SÃO PAULO, SP (FOLHAPRESS) – Dentre as várias coisas que a chegada da inteligência artificial vai mudar, uma das mais relevantes será o direito autoral. Será nesse campo em que boa parte da batalha regulatória será travada. O direito autoral poderá decidir, por exemplo, como os benefícios da IA podem ser compartilhados com a sociedade como um todo. Ou ainda, alterar a competitividade de cada país com relação à capacidade de criar modelos de IA.
O fato é que hoje tudo está em aberto, e há muitas propostas sobre a mesa. Vale analisar algumas. Nos EUA, a regra atual é que obras criadas usando IA não geram direitos autorais. Um caso emblemático é a história em quadrinhos chamada “Zarya of the Dawn” (Zarya da Aurora). A autora tentou registrar a obra no escritório de proteção dos EUA. Mas teve o registro negado porque as imagens tinham sido geradas por IA. O escritório aceitou registrar apenas os textos e a ordenação gráfica da obra. As imagens de cada quadrinho ficaram sem nenhuma proteção.
Uma posição completamente diferente dessa está sendo proposta por Lawrence Lessig, professor de Harvard e um dos pioneiros do direito digital. Lessig argumenta que as criações feitas por IA deveriam ser protegidas por direito autoral. E esse direito deveria ser atribuído à pessoa que gerou a obra (através de instruções e interações com a IA). No entanto, para que o autor receba esse direito, ele teria de obrigatoriamente registrar a obra em uma espécie de “registro público”, o que facilitaria identificar quem é dono de cada criação. A proposta de Lessig é ousada.
Ela provocaria uma “corrida do ouro” global para a criação de todo tipo de imagem e conteúdo criados por AI, que seriam então registrados. A partir daí essas imagens poderiam gerar renda para quem as criou, na forma de licenciamentos. É uma visão que enxerga a AI como ferramenta da criatividade humana. Seu impacto é difícil de prever, mas a proposta é provocativa.
No Japão, a proposta é outra. O país permitiu que obras protegidas por direitos autorais sejam usadas para treinar ferramentas de IA. Isso levou algumas pessoas a chamar o Japão de “o paraíso do aprendizado de máquina”. O país deseja se tornar líder nessa área e não mediu esforços para autorizar o uso de qualquer obra protegida para esse fim.
Porém, o modelo que considero mais intrigante é a proposta de criação de um novo tipo de direito autoral aplicável a inteligências artificiais individualizadas.

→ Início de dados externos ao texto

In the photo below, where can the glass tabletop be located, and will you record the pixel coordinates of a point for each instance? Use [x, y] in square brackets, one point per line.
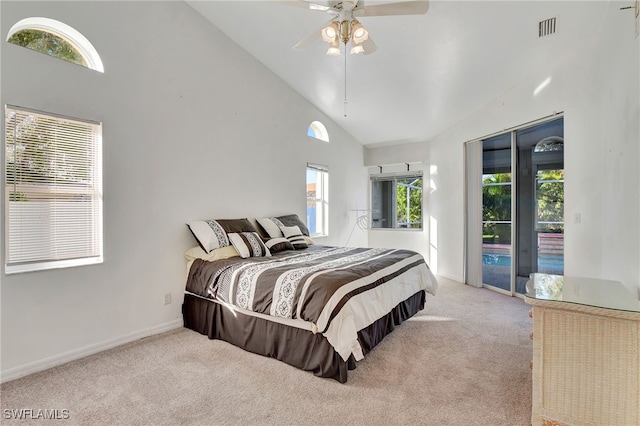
[584, 291]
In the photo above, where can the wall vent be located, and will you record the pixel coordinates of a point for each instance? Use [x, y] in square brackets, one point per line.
[546, 27]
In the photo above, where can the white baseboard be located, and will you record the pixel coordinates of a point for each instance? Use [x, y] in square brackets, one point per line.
[44, 364]
[451, 277]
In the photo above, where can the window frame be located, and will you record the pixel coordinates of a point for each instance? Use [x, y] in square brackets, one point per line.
[321, 198]
[394, 178]
[55, 199]
[69, 34]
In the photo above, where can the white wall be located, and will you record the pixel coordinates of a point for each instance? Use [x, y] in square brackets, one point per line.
[193, 128]
[597, 87]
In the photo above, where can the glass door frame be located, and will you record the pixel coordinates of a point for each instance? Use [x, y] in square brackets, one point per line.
[469, 268]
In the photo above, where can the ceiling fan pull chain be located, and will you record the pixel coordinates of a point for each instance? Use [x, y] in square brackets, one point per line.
[345, 80]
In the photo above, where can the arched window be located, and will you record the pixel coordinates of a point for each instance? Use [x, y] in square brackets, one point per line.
[56, 39]
[317, 130]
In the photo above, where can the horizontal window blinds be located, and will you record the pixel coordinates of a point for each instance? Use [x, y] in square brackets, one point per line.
[53, 192]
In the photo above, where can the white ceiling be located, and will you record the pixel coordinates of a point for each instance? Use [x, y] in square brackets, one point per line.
[429, 72]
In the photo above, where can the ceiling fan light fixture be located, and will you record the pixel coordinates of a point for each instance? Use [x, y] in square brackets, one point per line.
[357, 48]
[358, 32]
[330, 32]
[334, 48]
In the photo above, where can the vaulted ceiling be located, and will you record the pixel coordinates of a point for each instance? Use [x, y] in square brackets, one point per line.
[429, 72]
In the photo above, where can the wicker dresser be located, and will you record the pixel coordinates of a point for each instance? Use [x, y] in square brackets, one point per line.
[586, 352]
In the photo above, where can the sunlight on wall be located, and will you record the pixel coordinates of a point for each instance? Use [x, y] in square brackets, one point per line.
[433, 171]
[433, 244]
[541, 86]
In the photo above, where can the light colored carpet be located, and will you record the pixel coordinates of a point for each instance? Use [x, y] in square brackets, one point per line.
[463, 360]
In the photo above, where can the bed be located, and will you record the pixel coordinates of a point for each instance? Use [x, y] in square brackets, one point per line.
[318, 308]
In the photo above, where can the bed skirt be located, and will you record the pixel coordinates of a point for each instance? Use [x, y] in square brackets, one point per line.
[294, 346]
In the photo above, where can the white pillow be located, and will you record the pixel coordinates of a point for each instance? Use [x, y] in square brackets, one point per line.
[294, 235]
[209, 234]
[248, 244]
[215, 254]
[270, 226]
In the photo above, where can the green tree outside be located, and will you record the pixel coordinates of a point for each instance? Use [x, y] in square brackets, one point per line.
[409, 190]
[49, 44]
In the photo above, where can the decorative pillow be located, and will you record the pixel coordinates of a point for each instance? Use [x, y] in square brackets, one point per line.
[278, 244]
[209, 234]
[270, 226]
[216, 254]
[294, 220]
[248, 244]
[294, 235]
[236, 225]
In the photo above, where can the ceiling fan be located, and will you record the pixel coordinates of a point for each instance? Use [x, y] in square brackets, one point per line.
[344, 26]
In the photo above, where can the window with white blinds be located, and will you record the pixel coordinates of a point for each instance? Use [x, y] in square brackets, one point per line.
[53, 191]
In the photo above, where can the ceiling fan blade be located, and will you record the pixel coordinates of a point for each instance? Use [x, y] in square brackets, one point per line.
[302, 44]
[418, 7]
[369, 46]
[304, 4]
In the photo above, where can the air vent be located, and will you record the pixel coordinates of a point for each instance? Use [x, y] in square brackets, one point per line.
[546, 27]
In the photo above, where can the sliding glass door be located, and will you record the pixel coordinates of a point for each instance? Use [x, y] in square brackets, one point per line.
[522, 206]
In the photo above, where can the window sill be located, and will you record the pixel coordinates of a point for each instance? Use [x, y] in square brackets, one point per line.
[58, 264]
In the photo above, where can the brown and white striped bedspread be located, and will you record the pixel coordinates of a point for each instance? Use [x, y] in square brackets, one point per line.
[335, 291]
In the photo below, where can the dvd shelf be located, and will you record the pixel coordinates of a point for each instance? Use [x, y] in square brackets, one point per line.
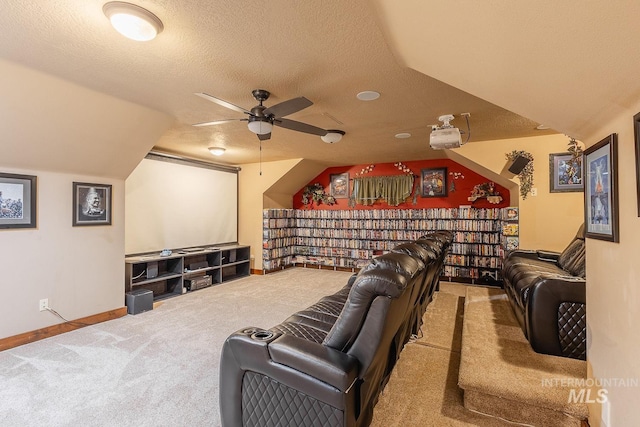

Na minha visão, estamos nos aproximando do momento em que cada pessoa poderá ter sua própria IA. Um músico, como Drake ou Gilberto Gil, poderá reunir toda a sua produção de vida e transformá-la em uma IA, que seria então protegida por direitos autorais.
Qualquer criação de obras relacionadas a esse artista deve, então, acontecer em colaboração com sua IA pessoal. O resultado dessa colaboração seria compartilhado entre o criador original e aqueles que se utilizaram de sua obra. Em outras palavras, se Gil tivesse sua própria IA, sua obra estaria viva e aberta a colaborações. Ao mesmo tempo, se alguém cocriasse com sua IA, teria de compartilhar os benefícios resultantes dessa colaboração.
Essa abordagem de ter uma IA individualizada é preferível a ter a totalidade da obra de um criador simplesmente assimilada por um grande modelo, em que ela se tornaria apenas mais um fantasma dentro da máquina.